Sementara, kata Didik, menangkap buronan kriminal yang lari ke luar negeri bukanlah perkara yang mudah, di mana masih banyak pula buronan kriminal yang belum tertangkap.
"Karena itulah banyak negara di dunia ini membuat perjanjian ekstradisi termasuk Indonesia dan Singapura," tambahnya.
Baca juga: Peneliti: UU Ekstradisi Buronan angin segar pemberantasan korupsi
Oleh karena itu, dia berharap UU tersebut mempermudah penangkapan kriminal yang bersembunyi di luar negeri dan menjadi tolok ukur kemampuan menangkap kriminal, serta mengatasi masalah yurisdiksi.
"Dengan demikian, idealnya (UU ini) akan mempermudah untuk menangkap para buronan atau kriminal yang lari ke luar negeri," jelasnya.
Sebelumnya, Kamis (15/12), Rapat Paripurna ke-13 DPR RI Masa Persidangan II Tahun Sidang 2022-2023 menyetujui Rancangan Undang-Undang (RUU) tentang Pengesahan Perjanjian antara Pemerintah RI dan Pemerintah Singapura tentang Ekstradisi Buronan menjadi UU.
"Apakah Rancangan Undang-Undang tentang Pengesahan Perjanjian antara Pemerintah RI dan Pemerintah Singapura tentang Ekstradisi Buronan dapat disetujui untuk disahkan menjadi undang-undang?" kata Ketua DPR RI Puan Maharani dalam Rapat Paripurna di Gedung DPR RI, Jakarta.
Pertanyaan itu dijawab setuju oleh seluruh anggota dan perwakilan fraksi yang hadir pada Sidang Paripurna DPR RI.
Menteri Hukum dan Hak Asasi Manusia (Menkumham) RI Yasonna H. Laoly mengatakan pengesahan RUU tersebut perlu sebagai bentuk tindak lanjut dari perjanjian antara Pemerintah RI dan Pemerintah Singapura, yang telah ditandatangani oleh kedua negara pada 25 Januari 2022 di Bintan, Kepulauan Riau.
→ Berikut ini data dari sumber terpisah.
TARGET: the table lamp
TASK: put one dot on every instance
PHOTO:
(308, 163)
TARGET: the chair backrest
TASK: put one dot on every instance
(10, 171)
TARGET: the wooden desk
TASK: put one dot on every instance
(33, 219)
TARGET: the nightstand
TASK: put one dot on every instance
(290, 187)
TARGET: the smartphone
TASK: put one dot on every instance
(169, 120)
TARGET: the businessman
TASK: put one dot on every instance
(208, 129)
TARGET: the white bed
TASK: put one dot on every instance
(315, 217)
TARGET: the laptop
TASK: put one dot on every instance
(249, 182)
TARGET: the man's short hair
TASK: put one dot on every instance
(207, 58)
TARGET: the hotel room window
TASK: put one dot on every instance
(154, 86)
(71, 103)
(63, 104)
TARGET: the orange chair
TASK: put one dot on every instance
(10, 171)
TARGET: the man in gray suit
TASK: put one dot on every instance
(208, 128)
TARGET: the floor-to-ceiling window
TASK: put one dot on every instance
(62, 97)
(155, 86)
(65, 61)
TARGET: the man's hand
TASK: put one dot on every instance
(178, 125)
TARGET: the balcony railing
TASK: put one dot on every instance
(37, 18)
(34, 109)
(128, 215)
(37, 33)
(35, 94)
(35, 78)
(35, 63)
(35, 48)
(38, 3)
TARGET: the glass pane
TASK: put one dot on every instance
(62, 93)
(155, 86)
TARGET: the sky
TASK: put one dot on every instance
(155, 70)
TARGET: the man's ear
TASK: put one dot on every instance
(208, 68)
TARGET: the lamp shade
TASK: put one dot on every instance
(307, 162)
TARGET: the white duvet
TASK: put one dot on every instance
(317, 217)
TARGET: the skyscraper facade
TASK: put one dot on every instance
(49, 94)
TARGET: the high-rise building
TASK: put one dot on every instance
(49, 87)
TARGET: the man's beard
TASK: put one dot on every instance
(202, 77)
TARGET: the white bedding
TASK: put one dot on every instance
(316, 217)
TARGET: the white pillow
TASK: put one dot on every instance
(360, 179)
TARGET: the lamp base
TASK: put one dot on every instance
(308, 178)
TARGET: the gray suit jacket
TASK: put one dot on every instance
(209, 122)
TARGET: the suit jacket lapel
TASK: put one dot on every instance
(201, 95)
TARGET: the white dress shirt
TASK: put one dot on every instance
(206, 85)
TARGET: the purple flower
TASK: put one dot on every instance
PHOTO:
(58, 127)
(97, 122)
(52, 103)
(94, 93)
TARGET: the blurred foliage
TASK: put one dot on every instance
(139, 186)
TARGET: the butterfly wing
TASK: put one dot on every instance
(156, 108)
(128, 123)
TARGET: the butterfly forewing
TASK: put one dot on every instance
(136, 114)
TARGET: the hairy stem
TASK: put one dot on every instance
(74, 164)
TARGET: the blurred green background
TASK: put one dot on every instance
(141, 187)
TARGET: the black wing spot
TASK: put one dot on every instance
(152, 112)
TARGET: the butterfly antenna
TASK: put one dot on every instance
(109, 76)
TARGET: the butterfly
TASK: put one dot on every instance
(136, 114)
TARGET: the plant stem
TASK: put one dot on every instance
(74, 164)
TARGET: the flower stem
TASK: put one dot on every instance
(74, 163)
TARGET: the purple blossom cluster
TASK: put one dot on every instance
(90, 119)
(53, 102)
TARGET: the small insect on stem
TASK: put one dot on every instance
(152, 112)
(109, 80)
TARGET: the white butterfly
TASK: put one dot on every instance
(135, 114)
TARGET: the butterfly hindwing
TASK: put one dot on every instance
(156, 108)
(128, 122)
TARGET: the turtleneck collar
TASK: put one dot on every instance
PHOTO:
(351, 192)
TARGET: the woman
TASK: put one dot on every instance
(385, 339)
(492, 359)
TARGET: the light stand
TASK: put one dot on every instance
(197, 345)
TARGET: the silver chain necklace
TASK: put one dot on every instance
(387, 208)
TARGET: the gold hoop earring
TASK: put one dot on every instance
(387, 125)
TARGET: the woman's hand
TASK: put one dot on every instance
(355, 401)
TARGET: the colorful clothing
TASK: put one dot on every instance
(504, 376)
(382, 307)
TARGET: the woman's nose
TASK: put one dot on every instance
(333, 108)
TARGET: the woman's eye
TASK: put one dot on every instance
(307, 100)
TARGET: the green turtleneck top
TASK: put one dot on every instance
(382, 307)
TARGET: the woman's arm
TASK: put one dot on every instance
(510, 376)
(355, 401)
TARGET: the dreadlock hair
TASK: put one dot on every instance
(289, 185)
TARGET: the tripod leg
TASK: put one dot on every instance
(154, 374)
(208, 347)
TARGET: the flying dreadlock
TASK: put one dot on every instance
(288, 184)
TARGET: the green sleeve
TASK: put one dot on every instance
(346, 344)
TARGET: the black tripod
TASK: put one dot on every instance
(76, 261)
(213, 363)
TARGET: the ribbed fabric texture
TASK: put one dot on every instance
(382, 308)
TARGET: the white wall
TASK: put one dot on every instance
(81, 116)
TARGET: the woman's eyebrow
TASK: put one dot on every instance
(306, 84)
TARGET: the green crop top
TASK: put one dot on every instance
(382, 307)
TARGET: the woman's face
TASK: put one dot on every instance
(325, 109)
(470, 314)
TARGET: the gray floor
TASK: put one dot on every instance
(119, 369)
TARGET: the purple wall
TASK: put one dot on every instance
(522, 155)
Dia menjelaskan perjanjian antara Pemerintah Indonesia dan Singapura tentang ekstradisi buronan tersebut mengatur sejumlah hal, di antaranya kesepakatan para pihak untuk melakukan ekstradisi, tindak pidana yang dapat diekstradisikan, dasar ekstradisi, pengecualian wajib terhadap ekstradisi, permintaan dan dokumen pendukung, serta pengaturan penyerahan.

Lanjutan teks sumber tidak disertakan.